The problem, of course, is that while these different versions of the model might all match the historical data, they would in general generate different predictions going forward--and sure enough, his calibrated model produced terrible predictions compared to the "reality" originally generated by the perfect model. Calibration--a standard procedure used by all modelers in all fields, including finance--had rendered a perfect model seriously flawed.Though taken aback, he continued his study, and found that having even tiny flaws in the model or the historical data made the situation far worse. "As far as I can tell, you'd have exactly the same situation with any model that has to be calibrated," says Carter.

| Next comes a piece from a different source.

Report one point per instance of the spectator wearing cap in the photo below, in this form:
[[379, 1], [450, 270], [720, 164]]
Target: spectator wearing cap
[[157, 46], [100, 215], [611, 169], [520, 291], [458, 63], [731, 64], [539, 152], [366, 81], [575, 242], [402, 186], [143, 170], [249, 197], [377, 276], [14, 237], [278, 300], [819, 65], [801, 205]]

I'd point out that people are people on an individual level, we have to look to the whole institution for progress not individual economists.


We're not just flawed as individuals, as we come together in groups individual flaws are often amplified and new flaws emerge at the collective level. Science is a human institution so it's always going to suffer from the flaws of human nature. Skepticism is always warranted wherever the human element is involved.

We must always work with incomplete information when making decisions. Which leads to making wrong decisions. We cannot absolve ourselves of the responsibility to act because of this.


That gets us into decision theory which gets really complicated(and controversial) really fast. It's not nearly as simple as "responsibility to act".